Jason Fenton, youngest fighter for Israel, dies at 85
Jason Fenton, who left his native London in 1948 to become the youngest foreign volunteer in Israel’s War of Independence, died on Jan.21, 2017 at 85 in Minneapolis after a lengthy battle with lung cancer.
The son of a rabbi, Fenton was an indefatigable champion of the Jewish people and Israel during more than 50 years in Los Angeles and Orange County and the last four years of his life in Minneapolis.
A talented writer and public speaker, Fenton regularly addressed audiences in synagogues, churches, public forums and classrooms.
He immigrated to the United States in 1956, received a Ph.D. degree at UCLA and then pursued a lengthy career as a professor of English and of Jewish history at community colleges and state universities, primarily in Orange County.
Following in the footsteps of his older brother Ivor Fenton, Jason clandestinely left England for Israel and there fought with the 4th Anti-Tank Unit, composed of volunteers from the world’s English-speaking countries.

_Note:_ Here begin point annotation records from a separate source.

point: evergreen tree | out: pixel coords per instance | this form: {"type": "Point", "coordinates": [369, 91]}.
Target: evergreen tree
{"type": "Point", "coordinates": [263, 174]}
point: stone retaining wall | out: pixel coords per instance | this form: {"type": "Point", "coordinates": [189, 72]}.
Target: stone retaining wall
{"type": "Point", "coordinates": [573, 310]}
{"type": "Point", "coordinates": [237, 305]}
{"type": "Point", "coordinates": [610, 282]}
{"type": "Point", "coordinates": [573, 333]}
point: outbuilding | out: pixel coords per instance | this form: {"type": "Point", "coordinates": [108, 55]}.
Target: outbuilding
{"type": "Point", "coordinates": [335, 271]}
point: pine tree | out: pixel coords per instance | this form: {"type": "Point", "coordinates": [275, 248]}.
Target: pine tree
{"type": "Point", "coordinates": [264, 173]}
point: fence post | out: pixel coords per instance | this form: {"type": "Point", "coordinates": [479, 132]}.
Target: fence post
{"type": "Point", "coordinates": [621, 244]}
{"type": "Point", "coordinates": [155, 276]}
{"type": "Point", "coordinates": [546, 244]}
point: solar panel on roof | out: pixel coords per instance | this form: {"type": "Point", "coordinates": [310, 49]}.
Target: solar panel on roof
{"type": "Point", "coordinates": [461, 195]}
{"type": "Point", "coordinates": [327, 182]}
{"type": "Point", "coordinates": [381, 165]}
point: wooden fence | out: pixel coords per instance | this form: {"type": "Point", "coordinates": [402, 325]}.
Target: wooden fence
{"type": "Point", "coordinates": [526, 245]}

His service, under fire, was arguably the defining experience of his life. In addition to his many speaking engagements, he authored “Strength and Courage: The Untold Story of the MACHAL Volunteers Who Helped Win Israel’s War of Independence,” appeared in two documentaries, and frequently participated in TV interviews.
After moving to Minneapolis to be near his daughters, and despite advancing illness, Fenton taught a very popular continuing education course in Jewish Biblical History through the University of Minnesota.
Fenton is survived by three daughters, Mina Rush, Tamar Fenton and Suzanne Fenton, 11 grandchildren, one great-grandson and his former spouse, Judith Fenton. He had a profound influence on his daughters, who are all deeply involved in Jewish life as professionals and volunteers, and on their descendants. The family requests that any donations in Jason Fenton’s memory be directed to the Lone Soldiers Program (www.LoneSoldiercenter.com) or to Friends of the IDF (www.fidf.org).